La cabale est la science de la structuration de l'énergie, telle qu'on la concevait en des temps reculés.
Le Sepher Yetsira est le précis fondamental de cette science. Selon toutes les apparences, la pensée scientifique contemporaine, riche des acquisitions de la recherche, rejoint cet ancien mode de pensée sur des plans fondamentaux qui sont :
a) la recherche des structures et l'étude comparative des phénomènes en fonction de catégories de structures ; b) la recherche de définitions basées sur la situation des phénomènes dans des ensembles ; c) un classement analogique des phénomènes et la recherche de leurs rapports horizontaux. Notre époque retrouve ainsi l'esprit de la cabale, sans s'en douter, à la façon dont M. Jourdain faisait de la prose, et s'imagine inventer une toute nouvelle épistémologie. Mais celle à laquelle on pense n'embrasse encore que les sciences objectives. La connaissance de l'homme intérieur, de la conscience humaine, malgré les approfondissements qui caractérisent l'évolution de la psychologie, se heurte au mystère de l'être et de l’existant, et — à bout de course — finit par se faire ramasser, soit dans des mythologies, soit dans la notion chère à certains de nos plus illustres savants, que l'homme n'a aucun rôle dans l’univers.

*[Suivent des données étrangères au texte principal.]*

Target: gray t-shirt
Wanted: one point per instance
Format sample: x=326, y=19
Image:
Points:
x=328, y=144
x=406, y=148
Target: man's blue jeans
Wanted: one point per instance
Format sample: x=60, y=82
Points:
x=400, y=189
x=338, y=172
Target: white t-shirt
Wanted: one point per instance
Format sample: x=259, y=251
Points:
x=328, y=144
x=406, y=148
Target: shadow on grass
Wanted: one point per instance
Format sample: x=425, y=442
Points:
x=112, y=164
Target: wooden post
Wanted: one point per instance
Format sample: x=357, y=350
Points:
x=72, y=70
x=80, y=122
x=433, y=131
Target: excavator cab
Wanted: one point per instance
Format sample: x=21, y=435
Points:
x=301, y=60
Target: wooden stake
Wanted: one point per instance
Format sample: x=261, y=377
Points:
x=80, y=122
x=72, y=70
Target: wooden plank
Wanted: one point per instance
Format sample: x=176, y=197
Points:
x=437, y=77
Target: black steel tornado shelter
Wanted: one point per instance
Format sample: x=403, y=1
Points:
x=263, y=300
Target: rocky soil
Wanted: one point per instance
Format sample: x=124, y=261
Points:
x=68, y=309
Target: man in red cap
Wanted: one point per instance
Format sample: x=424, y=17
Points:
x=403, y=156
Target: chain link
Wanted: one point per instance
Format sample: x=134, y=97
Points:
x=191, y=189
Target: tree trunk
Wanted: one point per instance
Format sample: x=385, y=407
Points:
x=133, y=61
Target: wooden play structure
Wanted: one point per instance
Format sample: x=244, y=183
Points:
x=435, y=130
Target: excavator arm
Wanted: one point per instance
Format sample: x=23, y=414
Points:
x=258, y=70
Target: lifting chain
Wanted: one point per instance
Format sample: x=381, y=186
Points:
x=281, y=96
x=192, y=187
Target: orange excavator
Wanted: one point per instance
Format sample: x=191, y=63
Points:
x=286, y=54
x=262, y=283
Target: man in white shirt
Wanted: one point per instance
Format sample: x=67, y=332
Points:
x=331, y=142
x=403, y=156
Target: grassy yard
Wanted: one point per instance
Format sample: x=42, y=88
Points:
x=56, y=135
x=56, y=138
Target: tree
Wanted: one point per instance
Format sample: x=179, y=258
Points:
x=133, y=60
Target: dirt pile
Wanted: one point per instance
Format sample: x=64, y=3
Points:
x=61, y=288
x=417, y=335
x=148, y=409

La cabale, telle qu'elle est exposée dans le Sepher Yetsira (compte tenu de ses inévitables archaïsmes) comble ce vide de la pensée contemporaine, qui est en voie de devenir une cause de désordres psychiques et sociaux. Elle le comble au moyen d'une extraordinaire invention linguistique, dont il faut ici dire quelque chose. Nos mots habituels n'ont aucun lien de réalité avec ce qu'ils désignent. Ainsi que le dit Ferdinand de Saussure, le « signifiant » bœuf n'a aucun lien avec le « signifié » : l'animal en question. Mais, conformément à une convention sociale, chaque mot d'une langue évoluée désigne avec exactitude un phénomène connu. Si le phénomène n'est pas connu, on le « définit » au moyen de termes se rapportant à des connus.
Si, toutefois, la cause d'un phénomène est inconnue, on n'a pas de mots pour la désigner. Or il se trouve que la cause des causes de tout ce qui existe (de l'univers et de la notion d'être) est inaccessible à ce langage, donc à la pensée, laquelle en est tributaire. Malades d'être mystères dans un mystère total, les psychés ont recours à des mots sans contenu, explications qui, faute d'expliquer quoi que ce soit, provoquent les stases cérébrales que sont les croyances religieuses. La cabale, au moyen de signes analogues à notre alphabet et à nos signes mathématiques, mais dont les signifiés sont des données immédiates de la conscience, pose des équations se rapportant à la vie et à l'existence dans les différentes sphères de la manifestation. Elle les pose de telle sorte que ces équations sont leurs propres solutions, car elles projettent le mouvement de leurs signifiés, d'abord dans la pensée, puis dans la psyché — à condition que celle-ci se présente à l'état de neuf.
Au cours des siècles, la cabale a été perdue du fait des cabalistes eux-mêmes. Les meilleurs d'entre eux ont délibérément jeté un voile sur une connaissance qu'il était dangereux d’exposer. D'autres, moins avancés dans la gnose, ont confondu les signes des équations de cette science avec l'alphabet d'un idiome juif ; lequel s'est constitué en oblitérant ses origines ontologiques hébraïques. Ils se sont servi de cet idiome pour projeter sur l'antique connaissance (qui se réfère à Abraham et ignore Moïse) des interprétations touffues, obscures, extravagantes, qui n'ont rien de commun avec l’enseignement originel. Les historiens de l'école rationaliste du siècle dernier (qui fait encore autorité) n'y ont ajouté que de la confusion.
La cabale a fini par devenir synonyme de ce qui est incompréhensible, mystérieux, occulte, mystique, magique, archaïque, absurde et inutile. Il est temps de déblayer : notre époque a besoin de retrouver cette source.
À cet effet, mieux vaut ne pas trop étudier l'idiome qui passe pour être la langue sacrée, mieux vaut ne rien savoir et ne rien croire, car la source est toujours neuve.